Contour Integral Method $$ \begin{align} \int_0^\infty e^{-x^2}\cos(2bx)\,\mathrm{d}x &=\frac12\int_{-\infty}^\infty e^{-x^2}\cos(2bx)\,\mathrm{d}x\\ &=\frac12\int_{-\infty}^\infty e^{-x^2}e^{i2bx}\,\mathrm{d}x\\ &=\frac12\int_{-\infty}^\infty e^{-(x-ib)^2}e^{-b^2}\,\mathrm{d}x\\ &=\frac12e^{-b^2}\int_{-\infty-ib}^{\infty-ib}e^{-x^2}\,\mathrm{d}x\\ &=\frac12e^{-b^2}\int_{-\infty}^\infty e^{-x^2}\,\mathrm{d}x\tag{$\ast$}\\ &=\frac{\sqrt\pi}{2}e^{-b^2} \end{align} $$ $(\ast)$ is valid since $e^{-z^2}$ has no poles and the integral along the two ends of the infinitely long rectangle between the paths vanishes at $\infty$.

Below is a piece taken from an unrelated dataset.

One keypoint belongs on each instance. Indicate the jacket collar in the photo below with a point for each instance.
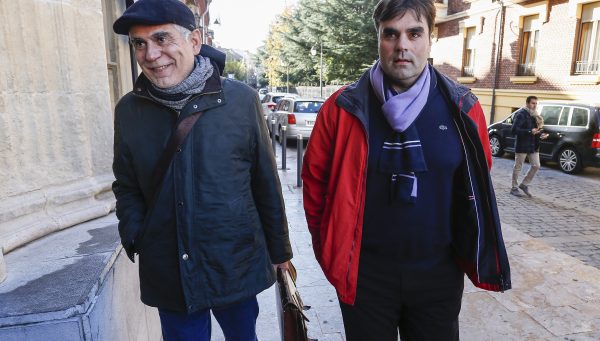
(356, 98)
(210, 97)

Differential Equation Method $$ \begin{align} \frac{\mathrm{d}}{\mathrm{d}b}\int_0^\infty e^{-x^2}\cos(2bx)\,\mathrm{d}x &=-\int_0^\infty e^{-x^2}2x\sin(2bx)\,\mathrm{d}x\\ &=\int_0^\infty\sin(2bx)\,\mathrm{d}e^{-x^2}\\ &=-2b\int_0^\infty e^{-x^2}\cos(2bx)\,\mathrm{d}x \end{align} $$ The solution to $\frac{\mathrm{d}}{\mathrm{d}b}f(b)=-2bf(b)$ is $f(b)=Ce^{-b^2}$. Evaluating at $b=0$ yields $C=\frac{\sqrt\pi}{2}$. Therefore, $$ \int_0^\infty e^{-x^2}\cos(2bx)\,\mathrm{d}x=\frac{\sqrt\pi}{2}e^{-b^2} $$